Do you really think that the Town of Caroline would notbe sued by the City of Ithaca, Ithaca College, Cornell University, Cayuga Medical Center, or all who draw their water in streams and lakes fed by Six Mile Creek for failing to take every reasonable measure to protect their water supply when we had the chance?

If we are to risk, I would risk that we placed the health of our citizens over avoiding lawsuits from foreign corporation. I would risk that we placed the concern for the downstream effects of our actions over the potential for trickle-down money to some in our community. I would risk that we placed the potential for future generations of our farmers to till healthy soil over the potential for future generations of farmers to ask why no one buys food produced in their contaminated soils.

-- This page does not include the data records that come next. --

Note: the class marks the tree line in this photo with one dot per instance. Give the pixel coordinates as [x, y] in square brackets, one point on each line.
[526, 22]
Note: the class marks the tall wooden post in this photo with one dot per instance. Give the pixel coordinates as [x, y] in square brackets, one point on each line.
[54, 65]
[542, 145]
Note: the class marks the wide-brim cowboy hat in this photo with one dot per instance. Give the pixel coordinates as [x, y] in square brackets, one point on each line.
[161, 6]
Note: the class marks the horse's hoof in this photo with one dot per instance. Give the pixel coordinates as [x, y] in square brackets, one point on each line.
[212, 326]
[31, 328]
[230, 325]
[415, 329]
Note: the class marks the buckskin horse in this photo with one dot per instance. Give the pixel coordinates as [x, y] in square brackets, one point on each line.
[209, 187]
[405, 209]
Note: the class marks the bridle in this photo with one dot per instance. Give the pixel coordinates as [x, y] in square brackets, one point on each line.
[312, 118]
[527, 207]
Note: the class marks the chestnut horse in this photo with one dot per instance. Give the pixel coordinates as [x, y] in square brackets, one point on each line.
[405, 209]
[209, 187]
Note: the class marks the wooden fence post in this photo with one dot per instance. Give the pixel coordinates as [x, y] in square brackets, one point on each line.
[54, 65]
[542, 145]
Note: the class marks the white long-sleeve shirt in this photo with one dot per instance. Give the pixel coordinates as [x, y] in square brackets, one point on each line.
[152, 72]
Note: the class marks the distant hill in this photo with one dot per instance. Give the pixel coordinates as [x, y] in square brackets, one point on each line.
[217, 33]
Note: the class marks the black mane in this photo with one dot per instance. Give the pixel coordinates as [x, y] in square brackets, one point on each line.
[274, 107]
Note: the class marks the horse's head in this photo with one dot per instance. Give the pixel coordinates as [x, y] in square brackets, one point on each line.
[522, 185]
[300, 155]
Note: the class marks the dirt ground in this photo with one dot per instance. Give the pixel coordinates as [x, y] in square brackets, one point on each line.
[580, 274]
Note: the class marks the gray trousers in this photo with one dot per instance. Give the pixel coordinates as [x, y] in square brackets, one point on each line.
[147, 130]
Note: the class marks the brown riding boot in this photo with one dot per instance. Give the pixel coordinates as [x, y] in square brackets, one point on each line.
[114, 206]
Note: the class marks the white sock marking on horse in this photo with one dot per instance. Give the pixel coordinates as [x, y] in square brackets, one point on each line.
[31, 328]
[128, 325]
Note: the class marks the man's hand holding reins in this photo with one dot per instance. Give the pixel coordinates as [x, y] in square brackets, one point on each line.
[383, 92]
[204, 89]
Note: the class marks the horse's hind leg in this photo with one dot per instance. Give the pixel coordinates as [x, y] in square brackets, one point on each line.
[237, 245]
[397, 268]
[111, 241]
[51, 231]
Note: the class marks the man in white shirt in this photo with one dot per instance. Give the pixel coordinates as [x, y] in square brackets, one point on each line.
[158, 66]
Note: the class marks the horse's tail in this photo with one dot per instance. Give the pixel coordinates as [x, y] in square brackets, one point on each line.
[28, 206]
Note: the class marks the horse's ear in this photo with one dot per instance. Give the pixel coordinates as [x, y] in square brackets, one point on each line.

I would risk we advocate for our citizen’s right to choose their future over decisions by ceding home rule to Albany. Lastly, if I were to risk, I would risk that we used this moment to recommit to our vision for community we are proud to leave for the next 20 and for the next 200 years.

In the end, that’s what this vote is in about: an opportunity to recommit what is most important to us as a community.

This resolution calls on us as elected leaders to do our due diligence; to seek the best legal advice from as many attorneys as necessary to protect the health and welfare of our citizens.

And this resolution is about hope.

Hope that every farmer for another seven generations can earn a decent living on their land.

Hope that our kids can play outside without fear.

Hope that we create work that contributes to our community.

Hope that a shy kid from the woods can be given the opportunity to serve his community.

Hope that we can meet whatever challenges come our way.

On behalf of past, present, and future Caroline citizens, I cast my vote for investigating every available means to protect our town, our water, air, community, roads, housing values, safety, farmland, rural hillsides, local economy, and our democracy.